If you want to pattern match on the head of a charlist, there's one slight difference you need to make in your second code snippet.
'a'
is actually a charlist with one element, so comparing with the head of a charlist will always be false. A charlist is really a list of integer values:
iex> 'abcd' == [97, 98, 99, 100]
true
The char a
equates to integer 97
. You can get the integer code of a character in Elixir by preceding it with a ?
, so:
iex> ?a == 97
true
iex> ?a == hd('a')
true
So in your guard clause, you'll want to match head == ?a
, or more simply:
defmodule MatchStick do
def doMatch([?a | _tail]), do: 1
def doMatch(_), do: 0
end
In Elixir, single quoted strings are quite different from double quoted strings. Single quoted strings are basically lists of integers, where each integer represents a character. Therefore, they are also called character lists. They are mainly used for compatibility with Erlang, because that's how Erlang strings work. You can use single quoted strings just like you would use lists:
iex> hd('a')
97
iex> [97 | rest] = 'abcd'
'abcd'
iex> rest
'bcd'
iex> 'ab' ++ rest = 'abcd'
'abcd'
iex> rest
'cd'
The match function for single quoted strings would look like this:
def match('a' ++ rest), do: 1
def match(_), do: 0
Elixir will hide the list from you and display it as a string, when all of the integers represent valid characters.
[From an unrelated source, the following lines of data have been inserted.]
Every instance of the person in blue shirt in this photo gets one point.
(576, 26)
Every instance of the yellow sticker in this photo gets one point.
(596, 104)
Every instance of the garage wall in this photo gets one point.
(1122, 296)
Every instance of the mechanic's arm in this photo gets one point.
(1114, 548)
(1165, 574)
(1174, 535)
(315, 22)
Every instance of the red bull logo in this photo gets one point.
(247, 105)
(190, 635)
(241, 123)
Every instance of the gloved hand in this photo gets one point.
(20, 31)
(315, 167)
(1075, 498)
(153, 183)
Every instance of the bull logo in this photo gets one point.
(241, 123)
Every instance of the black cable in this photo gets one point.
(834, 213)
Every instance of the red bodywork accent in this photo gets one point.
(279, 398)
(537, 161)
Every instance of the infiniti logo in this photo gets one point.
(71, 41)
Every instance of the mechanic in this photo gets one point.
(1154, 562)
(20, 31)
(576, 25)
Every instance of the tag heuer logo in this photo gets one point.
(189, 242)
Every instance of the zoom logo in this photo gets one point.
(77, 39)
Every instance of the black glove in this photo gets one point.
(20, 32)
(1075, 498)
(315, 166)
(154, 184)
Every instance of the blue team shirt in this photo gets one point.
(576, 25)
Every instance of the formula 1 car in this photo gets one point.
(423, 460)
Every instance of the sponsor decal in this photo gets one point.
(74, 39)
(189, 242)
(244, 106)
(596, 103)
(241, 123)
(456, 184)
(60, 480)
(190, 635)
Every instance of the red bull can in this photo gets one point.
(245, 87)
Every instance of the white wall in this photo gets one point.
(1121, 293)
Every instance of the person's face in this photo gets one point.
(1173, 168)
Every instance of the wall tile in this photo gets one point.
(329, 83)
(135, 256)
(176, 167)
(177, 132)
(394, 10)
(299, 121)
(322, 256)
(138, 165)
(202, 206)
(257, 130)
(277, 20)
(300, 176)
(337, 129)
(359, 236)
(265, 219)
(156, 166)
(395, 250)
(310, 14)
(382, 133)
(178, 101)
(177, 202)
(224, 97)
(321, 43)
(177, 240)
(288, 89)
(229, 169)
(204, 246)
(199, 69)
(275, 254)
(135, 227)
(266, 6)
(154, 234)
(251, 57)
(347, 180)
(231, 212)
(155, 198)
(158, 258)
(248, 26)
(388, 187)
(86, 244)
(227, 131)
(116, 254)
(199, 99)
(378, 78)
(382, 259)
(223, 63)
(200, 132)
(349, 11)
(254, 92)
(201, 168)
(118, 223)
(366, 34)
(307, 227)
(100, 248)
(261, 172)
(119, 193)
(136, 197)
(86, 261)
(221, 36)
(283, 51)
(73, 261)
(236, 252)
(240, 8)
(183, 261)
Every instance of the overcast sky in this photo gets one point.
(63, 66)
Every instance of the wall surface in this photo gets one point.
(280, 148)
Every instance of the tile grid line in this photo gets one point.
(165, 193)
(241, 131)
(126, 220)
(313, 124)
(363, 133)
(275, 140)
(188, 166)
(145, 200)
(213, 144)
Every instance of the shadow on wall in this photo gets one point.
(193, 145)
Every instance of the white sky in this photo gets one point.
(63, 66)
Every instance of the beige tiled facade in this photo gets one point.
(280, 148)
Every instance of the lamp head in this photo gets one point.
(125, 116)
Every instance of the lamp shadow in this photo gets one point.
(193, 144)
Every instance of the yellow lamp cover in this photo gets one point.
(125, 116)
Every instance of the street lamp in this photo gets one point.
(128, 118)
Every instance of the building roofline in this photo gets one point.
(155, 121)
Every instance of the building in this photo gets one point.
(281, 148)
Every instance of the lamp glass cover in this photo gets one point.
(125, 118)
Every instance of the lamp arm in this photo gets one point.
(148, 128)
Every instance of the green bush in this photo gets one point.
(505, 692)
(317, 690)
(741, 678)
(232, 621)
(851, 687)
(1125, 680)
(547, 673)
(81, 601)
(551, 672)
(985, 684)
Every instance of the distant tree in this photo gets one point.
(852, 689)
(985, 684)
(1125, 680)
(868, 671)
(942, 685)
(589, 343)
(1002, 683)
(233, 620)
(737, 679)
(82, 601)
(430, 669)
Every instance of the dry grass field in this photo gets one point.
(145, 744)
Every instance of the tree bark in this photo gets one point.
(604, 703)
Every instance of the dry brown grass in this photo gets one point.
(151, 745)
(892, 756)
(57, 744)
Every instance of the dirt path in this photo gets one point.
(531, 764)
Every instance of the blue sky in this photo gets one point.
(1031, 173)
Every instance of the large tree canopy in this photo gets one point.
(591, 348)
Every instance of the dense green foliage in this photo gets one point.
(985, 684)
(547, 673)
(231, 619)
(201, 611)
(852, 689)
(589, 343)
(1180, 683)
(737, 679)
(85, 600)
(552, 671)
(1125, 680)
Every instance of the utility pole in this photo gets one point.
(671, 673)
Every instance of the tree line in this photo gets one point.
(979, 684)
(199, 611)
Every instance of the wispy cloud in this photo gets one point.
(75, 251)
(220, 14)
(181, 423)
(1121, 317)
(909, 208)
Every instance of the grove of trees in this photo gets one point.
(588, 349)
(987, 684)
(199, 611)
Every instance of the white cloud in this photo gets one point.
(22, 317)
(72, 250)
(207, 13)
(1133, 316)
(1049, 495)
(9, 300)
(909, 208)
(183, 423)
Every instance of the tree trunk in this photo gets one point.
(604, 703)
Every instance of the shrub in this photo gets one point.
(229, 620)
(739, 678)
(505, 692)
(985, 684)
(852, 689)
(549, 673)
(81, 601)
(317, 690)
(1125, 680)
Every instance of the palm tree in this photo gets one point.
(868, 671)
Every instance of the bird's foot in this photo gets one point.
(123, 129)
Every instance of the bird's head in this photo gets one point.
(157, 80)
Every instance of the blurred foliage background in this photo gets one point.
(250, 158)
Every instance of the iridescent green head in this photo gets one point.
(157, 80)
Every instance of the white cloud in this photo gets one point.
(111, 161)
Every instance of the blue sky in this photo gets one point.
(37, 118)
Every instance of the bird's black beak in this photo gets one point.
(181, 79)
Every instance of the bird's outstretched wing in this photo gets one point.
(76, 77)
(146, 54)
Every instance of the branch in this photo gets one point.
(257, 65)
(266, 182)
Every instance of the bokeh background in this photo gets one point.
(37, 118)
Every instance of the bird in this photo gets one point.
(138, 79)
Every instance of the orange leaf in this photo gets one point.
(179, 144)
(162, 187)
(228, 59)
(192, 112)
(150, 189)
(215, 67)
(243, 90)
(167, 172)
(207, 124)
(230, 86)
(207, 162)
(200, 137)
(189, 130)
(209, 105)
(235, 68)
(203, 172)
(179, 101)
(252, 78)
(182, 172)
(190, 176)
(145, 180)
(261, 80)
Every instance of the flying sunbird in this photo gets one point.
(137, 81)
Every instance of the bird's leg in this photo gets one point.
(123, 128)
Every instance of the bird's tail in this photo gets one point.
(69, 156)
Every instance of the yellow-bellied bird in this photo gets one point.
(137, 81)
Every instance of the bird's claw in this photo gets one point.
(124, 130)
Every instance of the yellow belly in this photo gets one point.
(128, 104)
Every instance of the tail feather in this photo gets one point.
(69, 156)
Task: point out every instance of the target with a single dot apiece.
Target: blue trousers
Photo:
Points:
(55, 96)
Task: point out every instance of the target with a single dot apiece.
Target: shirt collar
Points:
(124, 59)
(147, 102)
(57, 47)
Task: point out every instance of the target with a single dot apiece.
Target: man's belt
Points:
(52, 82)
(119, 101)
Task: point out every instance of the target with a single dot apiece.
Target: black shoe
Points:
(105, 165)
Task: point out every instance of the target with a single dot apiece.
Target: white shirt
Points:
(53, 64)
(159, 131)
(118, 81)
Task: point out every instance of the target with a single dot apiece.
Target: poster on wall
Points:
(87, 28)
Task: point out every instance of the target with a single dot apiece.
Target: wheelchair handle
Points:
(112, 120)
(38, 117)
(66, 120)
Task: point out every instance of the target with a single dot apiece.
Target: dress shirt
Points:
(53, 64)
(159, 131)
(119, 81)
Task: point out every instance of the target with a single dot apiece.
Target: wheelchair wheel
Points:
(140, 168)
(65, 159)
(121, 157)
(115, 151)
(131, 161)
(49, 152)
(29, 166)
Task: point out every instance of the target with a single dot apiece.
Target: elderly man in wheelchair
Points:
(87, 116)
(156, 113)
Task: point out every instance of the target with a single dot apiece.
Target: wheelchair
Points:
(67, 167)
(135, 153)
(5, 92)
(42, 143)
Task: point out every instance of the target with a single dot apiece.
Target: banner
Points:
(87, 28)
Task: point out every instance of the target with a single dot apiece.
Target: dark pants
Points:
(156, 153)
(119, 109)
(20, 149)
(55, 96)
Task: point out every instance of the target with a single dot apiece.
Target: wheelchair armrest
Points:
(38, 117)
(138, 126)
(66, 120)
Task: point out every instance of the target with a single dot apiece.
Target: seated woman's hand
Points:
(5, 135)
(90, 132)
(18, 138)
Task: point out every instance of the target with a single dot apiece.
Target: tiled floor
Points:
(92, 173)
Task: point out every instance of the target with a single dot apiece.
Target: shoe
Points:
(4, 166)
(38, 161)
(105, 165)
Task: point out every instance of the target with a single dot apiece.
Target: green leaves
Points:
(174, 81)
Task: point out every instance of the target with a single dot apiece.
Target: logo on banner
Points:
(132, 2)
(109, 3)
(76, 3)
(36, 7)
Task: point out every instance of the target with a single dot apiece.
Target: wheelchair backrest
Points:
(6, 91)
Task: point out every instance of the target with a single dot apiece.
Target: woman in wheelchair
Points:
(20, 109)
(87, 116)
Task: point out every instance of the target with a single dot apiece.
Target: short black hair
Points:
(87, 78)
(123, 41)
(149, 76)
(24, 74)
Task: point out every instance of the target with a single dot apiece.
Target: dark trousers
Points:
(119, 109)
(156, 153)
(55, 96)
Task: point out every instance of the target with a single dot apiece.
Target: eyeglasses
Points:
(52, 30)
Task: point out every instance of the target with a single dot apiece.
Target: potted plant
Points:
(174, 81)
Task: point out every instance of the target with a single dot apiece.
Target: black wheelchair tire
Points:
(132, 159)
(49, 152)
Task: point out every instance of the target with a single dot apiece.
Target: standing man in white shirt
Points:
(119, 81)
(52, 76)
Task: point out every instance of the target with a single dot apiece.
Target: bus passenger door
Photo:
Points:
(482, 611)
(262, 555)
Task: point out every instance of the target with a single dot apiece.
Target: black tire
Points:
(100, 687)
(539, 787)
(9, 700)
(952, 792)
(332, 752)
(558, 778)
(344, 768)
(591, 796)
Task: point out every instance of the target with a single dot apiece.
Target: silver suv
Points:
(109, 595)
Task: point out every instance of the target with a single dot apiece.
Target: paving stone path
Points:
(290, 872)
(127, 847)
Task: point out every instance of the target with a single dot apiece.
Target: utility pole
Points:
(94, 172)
To trick Elixir into showing you the internal representation of a character list, you can insert a 0
, which is an invalid character:
iex> string = 'abcd'
'abcd'
iex> string ++ [0]
[97, 98, 99, 100, 0]
However, one would typically use double quoted strings in Elixir, because these handle UTF-8 correctly, are much easier to work with and are used by all internal Elixir modules (for example the useful String
module). Double quoted strings are binaries, so you can treat them as any other binary type:
iex> <<97, 98, 99, 100>>
"abcd"
iex> <<1256 :: utf8>>
"Ө"
iex> <<97>> <> rest = "abcd"
"abcd"
iex> rest
"bcd"
iex> "ab" <> rest = "abcd"
"abcd"
iex> rest
"cd"
The match function for double quoted strings would look like this:
def match("a" <> rest), do: 1
def match(_), do: 0
Elixir will hide the internal representation of binary strings as well. To reveal it, you can again insert a 0
:
iex> string = "abcd"
"abcd"
iex> string <> <<0>>
<<97, 98, 99, 100, 0>>
Lastly, to convert between single quoted strings and double quoted strings you can use the functions to_string
and to_charlist
:
iex> to_string('abcd')
"abcd"
iex> to_charlist("abcd")
'abcd'
To detect them, you can use is_list
and is_binary
. These also work in guard clauses.
iex> is_list('abcd')
true
iex> is_binary('abcd')
false
iex> is_list("abcd")
false
iex> is_binary("abcd")
true
For example, to make the double quoted version compatible with single quoted strings:
def match(str) when is_list(str), do: match(to_string(str))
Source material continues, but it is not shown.